Görüntülediğiniz mahkeme kararı henüz kesinleşmemiştir. Yararlı olması amacıyla eklenmiştir.
T.C.
İSTANBUL
7. ASLİYE TİCARET MAHKEMESİ
ESAS NO:2020/86
KARAR NO:2021/16
DAVA:İtirazın İptali
DAVA TARİHİ:03/02/2020
KARAR TARİHİ:12/01/2021
Mahkememizde görülmekte olan İtirazın İptali davasının yapılan açık yargılaması sonunda,
GEREĞİ DÜŞÜNÜLDÜ:
Davacı vekili dava dilekçesinde özetle; Müvekkili şirketin yukarıda belirtilen adresinde analitik ve fiziksel testler üzerine laboratuvar hizmeti verdiğini, davalı borçlunun da müvekkilinin işbu vermiş olduğu hizmetten değişik zamanlarda faydalandığını, akabinde de verilen laboratuvar hizmetinin karşılığında davalı şirkete farklı dönemlerde fatura edildiğini, ilgili faturaların e-Fatura şeklinde davalıya tebliğ edildiğini ve davalının faturalara yönelik herhangi bir itirazı olmadığını, davalı şirketin müvekkil firmadan uzun zamandan beri laboratuvar hizmeti aldığından tarafların cari hesap usulüyle çalıştığını, bu durumun tarafların ticari defter ve kayıtlarından da anlaşılacağını, nihayetinde müvekkil şirketin cari hesabında biriken 17.949,12-TL alacağının tahsili için …. İcra Müdürlüğü’nün … Esas sayılı dosyası aracılığıyla icra takibi başlatıldığını ve borçlu şirkete gönderilen ödeme emri üzerine de davalı şirketin hem borca hem de yetkiye itiraz ettiğini, davalı borçlunun yetki itirazının yerinde olmadığını, taraflar arasındaki hizmet ilişkisine göre hizmetin verildiği yerin müvekkili şirket adresinin bulunduğu … adresidir. Dolayısıyla HMK m. 10 uyarınca hizmetin ifa edildiği yer açısından … Mahkemelerinin ve İcra Dairelerinin yetkili olduğunu, davalı borçlu firmanın borca yönelik yapmış olduğu itirazın da kaldırılması gerektiğini, davalı şirketin TTK uyarınca bir ticaret şirketi olduğunu, bunun kanuni ve doğal bir sonucu olarak davalının taraf olduğu tüm hukuki işlemlerini ticari işletmesiyle ilintili olduğunu kanuni bir karine olarak kabul edildiğini, davalı borçlunun …. İcra Müdürlüğünün … E. sayılı takip dosyasına yapmış olduğu yetkiye ve borca yönelik itirazlarının iptali ile …. İcra Müdürlüğü’nün yetkili olduğunun tespitine ve takibin devamına, borçlunun itirazında haksız olması sebebiyle %20’den aşağı olmamak üzere davalı aleyhine icra inkâr tazminatına hükmedilmesini talep etmiştir.
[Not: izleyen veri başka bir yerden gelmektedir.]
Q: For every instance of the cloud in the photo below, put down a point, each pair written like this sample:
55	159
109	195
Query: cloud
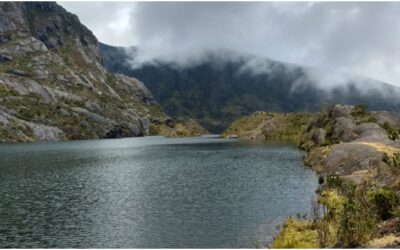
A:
109	21
360	38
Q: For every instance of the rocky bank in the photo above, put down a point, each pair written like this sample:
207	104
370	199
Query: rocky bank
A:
357	156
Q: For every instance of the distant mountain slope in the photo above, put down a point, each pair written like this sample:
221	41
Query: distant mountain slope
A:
52	83
224	87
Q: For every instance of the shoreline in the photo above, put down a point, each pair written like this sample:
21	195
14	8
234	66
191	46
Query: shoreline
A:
356	155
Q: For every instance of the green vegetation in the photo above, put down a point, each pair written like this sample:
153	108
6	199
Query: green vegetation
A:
291	126
392	133
362	115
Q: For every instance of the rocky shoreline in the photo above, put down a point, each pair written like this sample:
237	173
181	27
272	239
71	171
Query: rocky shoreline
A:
356	154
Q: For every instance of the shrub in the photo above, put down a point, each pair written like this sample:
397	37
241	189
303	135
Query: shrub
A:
384	201
393	134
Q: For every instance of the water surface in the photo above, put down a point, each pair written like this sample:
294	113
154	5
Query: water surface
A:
150	192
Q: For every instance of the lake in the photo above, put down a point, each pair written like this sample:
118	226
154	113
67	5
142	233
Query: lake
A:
150	192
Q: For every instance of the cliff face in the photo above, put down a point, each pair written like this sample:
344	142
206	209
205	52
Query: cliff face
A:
53	85
227	85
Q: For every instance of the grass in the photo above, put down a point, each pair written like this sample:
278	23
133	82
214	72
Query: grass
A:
297	234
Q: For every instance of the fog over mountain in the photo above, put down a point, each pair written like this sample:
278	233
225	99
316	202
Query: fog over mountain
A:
357	38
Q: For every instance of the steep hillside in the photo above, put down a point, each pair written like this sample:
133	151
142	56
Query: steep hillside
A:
53	85
227	85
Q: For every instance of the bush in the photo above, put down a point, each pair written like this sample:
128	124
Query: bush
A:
384	201
393	134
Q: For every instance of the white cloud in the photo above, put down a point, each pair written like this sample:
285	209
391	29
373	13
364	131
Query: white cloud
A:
361	38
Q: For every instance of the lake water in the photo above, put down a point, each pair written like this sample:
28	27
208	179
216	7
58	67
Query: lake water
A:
150	192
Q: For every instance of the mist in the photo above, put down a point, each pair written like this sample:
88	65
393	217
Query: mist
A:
353	38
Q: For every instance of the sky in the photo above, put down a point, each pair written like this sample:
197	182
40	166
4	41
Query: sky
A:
361	38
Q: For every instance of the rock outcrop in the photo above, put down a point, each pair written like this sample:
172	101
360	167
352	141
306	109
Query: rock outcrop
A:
53	85
357	155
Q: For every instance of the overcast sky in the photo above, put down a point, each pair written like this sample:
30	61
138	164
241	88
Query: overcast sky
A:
361	38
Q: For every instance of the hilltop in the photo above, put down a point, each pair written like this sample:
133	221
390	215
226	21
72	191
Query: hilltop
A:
53	85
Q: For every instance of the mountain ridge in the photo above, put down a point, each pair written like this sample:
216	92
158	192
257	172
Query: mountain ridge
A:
217	91
53	85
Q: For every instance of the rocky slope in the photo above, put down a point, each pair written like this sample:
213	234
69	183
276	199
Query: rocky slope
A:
53	85
357	155
227	85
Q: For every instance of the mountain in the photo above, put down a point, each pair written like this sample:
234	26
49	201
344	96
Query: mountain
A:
53	85
226	85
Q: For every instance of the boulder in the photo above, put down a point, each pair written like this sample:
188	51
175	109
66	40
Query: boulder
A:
342	111
318	136
371	132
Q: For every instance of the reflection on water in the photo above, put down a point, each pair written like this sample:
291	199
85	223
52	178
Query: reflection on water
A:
149	192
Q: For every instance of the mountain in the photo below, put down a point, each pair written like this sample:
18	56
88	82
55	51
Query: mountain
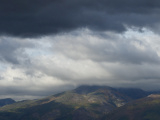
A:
147	108
135	93
83	103
6	101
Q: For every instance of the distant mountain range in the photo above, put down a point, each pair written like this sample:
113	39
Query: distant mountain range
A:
86	103
6	101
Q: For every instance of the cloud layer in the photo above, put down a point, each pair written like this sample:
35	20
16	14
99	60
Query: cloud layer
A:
36	67
37	17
Dava dilekçesi ve tensip tutanağı davalı tarafa usulüne uygun tebliğ edilmiş olup, davalı tarafça cevap dilekçesi sunulmamıştır.
Taraflar arasında uyuşmazlık bulunan hususların; davalının davacıya takip talebine dayanak fatura ve cari hesaptan kaynaklı borcu olup olmadığı, davalının icra takibine itirazının haklı olup olmadığı ve icra inkar tazminatına hükmedilip hükmedilmeyeceğinden ibaret olduğu görülmüştür.
DELİLLER;
…. İcra Müdürlüğü’ne müzekkere yazılarak … esas sayılı dosya aslı celp edilmiştir.
Davacı vekili tarafından dava dilekçesi ekinde dava konusu faturalar, tarafların ticari defter ve kayıtları, arabuluculuk bürosunun 2020/3418 sayılı arabuluculuk dosya fotokopileri Mahkememiz dosyasına sunulmuştur.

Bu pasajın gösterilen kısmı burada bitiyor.